Can't compile tiny yoloV3 onnx model

Hi, there is a problem when compile tiny yoloV3 onnx model from here.

here is my script:

import onnx
import numpy as np
import tvm
from tvm import te
import tvm.relay as relay
from tvm.contrib.download import download_testdata
import os

model_path = "model/tiny-yolov3-11.onnx"

onnx_model = onnx.load(model_path)

target = "llvm"

input_name = "input_1"
image_shape = "image_shape"
shape = (1, 3, 224, 224)
shape1 = (1, 2)
shape_dict = {input_name: shape, image_shape: shape1}
mod, params = relay.frontend.from_onnx(onnx_model, shape=shape_dict, freeze_params=True)
mod = relay.transform.DynamicToStatic()(mod)

with tvm.transform.PassContext(opt_level=1):
    executor = relay.build(mod, target=target, params=params)

the error message:

Check failed: (pval != nullptr) is false: Cannot allocate memory symbolic tensor shape [?]

It seems about dynamic operators problem, but I have set the specific input shape, anyone knows how to fix this, or some advice, thanks.

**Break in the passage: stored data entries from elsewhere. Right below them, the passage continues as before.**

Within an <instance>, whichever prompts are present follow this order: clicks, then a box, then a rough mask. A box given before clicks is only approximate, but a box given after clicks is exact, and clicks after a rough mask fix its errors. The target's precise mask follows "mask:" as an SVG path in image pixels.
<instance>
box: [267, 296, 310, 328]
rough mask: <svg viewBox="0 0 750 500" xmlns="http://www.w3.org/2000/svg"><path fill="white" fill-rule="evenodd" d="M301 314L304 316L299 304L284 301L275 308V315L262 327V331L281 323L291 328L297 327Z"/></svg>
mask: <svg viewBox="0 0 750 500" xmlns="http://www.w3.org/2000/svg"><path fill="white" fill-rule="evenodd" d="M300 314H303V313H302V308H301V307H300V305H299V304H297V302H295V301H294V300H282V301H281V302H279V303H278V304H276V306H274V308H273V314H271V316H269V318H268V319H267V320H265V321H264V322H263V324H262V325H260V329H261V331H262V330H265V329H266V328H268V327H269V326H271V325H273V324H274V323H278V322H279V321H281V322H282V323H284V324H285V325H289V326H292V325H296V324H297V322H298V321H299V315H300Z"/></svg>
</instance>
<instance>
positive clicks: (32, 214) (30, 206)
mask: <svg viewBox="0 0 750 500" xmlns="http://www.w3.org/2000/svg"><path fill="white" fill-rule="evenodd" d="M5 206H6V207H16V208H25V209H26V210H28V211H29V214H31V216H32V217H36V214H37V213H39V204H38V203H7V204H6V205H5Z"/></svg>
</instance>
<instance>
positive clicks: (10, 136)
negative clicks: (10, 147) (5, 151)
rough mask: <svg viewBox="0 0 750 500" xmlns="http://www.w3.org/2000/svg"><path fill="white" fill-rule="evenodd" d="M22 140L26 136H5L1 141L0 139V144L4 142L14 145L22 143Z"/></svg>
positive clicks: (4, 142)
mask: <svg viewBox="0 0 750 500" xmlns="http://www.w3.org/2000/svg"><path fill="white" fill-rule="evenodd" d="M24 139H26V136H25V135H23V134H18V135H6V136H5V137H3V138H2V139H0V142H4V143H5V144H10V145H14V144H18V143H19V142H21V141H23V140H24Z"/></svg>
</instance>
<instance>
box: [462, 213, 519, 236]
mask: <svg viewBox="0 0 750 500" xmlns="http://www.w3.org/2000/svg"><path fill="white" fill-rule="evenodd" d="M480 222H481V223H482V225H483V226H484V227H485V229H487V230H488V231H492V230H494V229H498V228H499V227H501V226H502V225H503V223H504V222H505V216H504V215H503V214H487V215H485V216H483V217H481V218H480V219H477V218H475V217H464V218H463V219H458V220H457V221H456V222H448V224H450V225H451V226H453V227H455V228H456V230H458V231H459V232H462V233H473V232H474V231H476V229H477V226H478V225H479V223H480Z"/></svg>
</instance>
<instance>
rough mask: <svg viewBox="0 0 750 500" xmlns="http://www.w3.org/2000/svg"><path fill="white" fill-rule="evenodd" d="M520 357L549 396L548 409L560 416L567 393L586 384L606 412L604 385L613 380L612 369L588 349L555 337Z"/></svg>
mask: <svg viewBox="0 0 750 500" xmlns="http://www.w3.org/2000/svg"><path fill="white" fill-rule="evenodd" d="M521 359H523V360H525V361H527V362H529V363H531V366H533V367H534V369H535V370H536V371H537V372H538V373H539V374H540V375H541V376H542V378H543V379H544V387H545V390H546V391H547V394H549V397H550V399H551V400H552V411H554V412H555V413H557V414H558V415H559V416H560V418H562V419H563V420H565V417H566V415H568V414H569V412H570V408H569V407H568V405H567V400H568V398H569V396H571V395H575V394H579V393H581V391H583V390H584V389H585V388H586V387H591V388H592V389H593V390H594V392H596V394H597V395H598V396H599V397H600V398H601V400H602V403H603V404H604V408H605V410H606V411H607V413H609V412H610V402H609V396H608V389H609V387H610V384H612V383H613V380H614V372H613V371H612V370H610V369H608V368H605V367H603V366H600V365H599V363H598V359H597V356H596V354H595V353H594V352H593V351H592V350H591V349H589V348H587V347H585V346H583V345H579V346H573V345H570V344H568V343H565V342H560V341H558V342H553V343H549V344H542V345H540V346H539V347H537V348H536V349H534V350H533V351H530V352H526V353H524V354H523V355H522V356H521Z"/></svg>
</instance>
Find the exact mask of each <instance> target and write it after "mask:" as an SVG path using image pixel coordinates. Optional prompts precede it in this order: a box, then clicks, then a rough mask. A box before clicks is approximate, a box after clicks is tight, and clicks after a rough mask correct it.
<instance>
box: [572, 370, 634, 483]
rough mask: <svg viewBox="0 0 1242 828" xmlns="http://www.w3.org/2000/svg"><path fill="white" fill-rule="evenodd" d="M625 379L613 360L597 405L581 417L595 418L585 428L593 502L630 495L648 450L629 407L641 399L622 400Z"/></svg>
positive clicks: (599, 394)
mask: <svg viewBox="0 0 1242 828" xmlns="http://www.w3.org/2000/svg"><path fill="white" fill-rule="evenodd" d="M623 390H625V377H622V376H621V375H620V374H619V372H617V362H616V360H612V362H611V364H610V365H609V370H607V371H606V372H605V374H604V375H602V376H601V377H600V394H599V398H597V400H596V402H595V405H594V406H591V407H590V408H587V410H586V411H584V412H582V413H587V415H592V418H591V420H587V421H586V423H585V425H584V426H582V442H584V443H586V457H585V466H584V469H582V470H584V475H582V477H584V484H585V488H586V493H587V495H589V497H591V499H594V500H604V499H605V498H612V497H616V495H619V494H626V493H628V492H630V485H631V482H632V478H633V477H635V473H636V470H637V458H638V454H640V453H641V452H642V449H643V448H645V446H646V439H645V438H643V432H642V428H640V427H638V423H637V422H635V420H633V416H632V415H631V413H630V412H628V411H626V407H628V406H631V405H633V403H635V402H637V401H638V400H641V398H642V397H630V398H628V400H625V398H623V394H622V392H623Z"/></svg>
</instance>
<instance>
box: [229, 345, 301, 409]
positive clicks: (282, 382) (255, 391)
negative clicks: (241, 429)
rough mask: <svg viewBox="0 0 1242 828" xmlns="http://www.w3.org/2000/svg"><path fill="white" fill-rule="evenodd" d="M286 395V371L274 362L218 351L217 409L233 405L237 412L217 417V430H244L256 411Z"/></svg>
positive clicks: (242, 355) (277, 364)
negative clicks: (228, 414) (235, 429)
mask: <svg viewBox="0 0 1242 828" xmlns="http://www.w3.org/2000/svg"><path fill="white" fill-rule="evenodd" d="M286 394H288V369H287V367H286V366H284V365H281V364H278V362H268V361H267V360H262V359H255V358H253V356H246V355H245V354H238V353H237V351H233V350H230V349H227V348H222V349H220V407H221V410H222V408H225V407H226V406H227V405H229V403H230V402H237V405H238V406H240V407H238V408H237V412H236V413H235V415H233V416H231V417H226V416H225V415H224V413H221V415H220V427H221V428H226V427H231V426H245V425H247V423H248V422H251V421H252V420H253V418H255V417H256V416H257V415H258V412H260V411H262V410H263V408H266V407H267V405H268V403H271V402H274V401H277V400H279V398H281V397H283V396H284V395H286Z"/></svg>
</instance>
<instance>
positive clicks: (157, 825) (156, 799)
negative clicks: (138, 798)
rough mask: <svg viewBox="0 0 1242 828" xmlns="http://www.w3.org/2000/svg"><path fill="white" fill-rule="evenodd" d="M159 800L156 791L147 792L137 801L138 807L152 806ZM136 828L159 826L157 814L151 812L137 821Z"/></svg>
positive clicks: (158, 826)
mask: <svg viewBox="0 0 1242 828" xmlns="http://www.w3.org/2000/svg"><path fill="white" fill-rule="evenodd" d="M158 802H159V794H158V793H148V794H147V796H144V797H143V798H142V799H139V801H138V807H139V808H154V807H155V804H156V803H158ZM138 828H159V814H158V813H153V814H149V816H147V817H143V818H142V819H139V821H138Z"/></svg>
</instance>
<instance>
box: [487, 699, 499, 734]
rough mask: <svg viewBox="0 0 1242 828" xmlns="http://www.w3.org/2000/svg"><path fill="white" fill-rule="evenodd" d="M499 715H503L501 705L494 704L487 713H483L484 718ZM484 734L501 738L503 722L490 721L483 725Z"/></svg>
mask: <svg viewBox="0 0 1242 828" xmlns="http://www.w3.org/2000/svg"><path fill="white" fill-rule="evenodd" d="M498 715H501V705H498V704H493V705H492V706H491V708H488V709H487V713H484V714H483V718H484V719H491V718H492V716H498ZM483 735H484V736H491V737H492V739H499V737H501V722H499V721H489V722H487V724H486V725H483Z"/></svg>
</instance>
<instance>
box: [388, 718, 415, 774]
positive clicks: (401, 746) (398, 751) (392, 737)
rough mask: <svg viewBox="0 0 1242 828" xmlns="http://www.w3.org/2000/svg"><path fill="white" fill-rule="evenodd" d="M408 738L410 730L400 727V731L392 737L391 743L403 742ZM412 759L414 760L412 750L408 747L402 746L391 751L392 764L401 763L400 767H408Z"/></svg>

You need to use VM compiler and runtime, see Compile PyTorch Object Detection Models — tvm 0.9.dev0 documentation

Thanks, It works, some more questions

  1. the following message occurs during compiling, is it normal ?
[15:03:28] /home/tvm/src/te/schedule/bound.cc:119: not in feed graph consumer = hybrid(_expand_dim_shape_func, 0x62312d0)
[15:03:30] /home/tvm/src/relay/transforms/let_list.h:54: Warning: letlist not used
[15:03:30] /home/tvm/src/relay/transforms/let_list.h:54: Warning: letlist not used
[15:03:30] /home/tvm/src/relay/transforms/let_list.h:54: Warning: letlist not used
[15:03:30] /home/tvm/src/relay/transforms/let_list.h:54: Warning: letlist not used
[15:03:36] /home/tvm/src/relay/transforms/let_list.h:54: Warning: letlist not used
[15:03:36] /home/tvm/src/relay/transforms/let_list.h:54: Warning: letlist not used
[15:03:36] /home/tvm/src/relay/transforms/let_list.h:54: Warning: letlist not used
[15:03:36] /home/tvm/src/relay/transforms/let_list.h:54: Warning: letlist not used
[15:03:44] /home/tvm/src/relay/transforms/let_list.h:54: Warning: letlist not used
[15:03:44] /home/tvm/src/relay/transforms/let_list.h:54: Warning: letlist not used
[15:03:44] /home/tvm/src/relay/transforms/let_list.h:54: Warning: letlist not used
[15:03:44] /home/tvm/src/relay/transforms/let_list.h:54: Warning: letlist not used
  1. what’s difference between relay.build and vm.compile, are there some other compilers, how do I know which one I should choose ?

  2. notes under Compile with Relay VM says “Currently only CPU target is supported”, so I can’t compile yoloV3 with other targets right ?

  1. It’s normal, no need to worry about it

  2. If your model contains dynamic shape or control flow, you need to use vm.compile. You can first try relay.build(...), and if you hit Check failed: (pval != nullptr) is false: Cannot allocate memory symbolic tensor shape [?] error, you can switch to vm.compile. We do have other compiler/runtime but you don’t need to worry about them.

  3. You can ignore that sentence. It is specific to the model used in that tutorial and even that is outdated. GPU is fully supported by VM.

Thanks for your explanation, may I ask why vm.compile can deal with dynamic or control flow, I see the vm.compile code has lower the graph earlier than relay.build, but it seems it doesn’t infer the right shape either. So I am curious the solution about vm.compile.

If I want to add a new backend, does it mean I need to deal with dynamic shape by myself when I choose vm.compile, I notice vm.compile has external compile interface.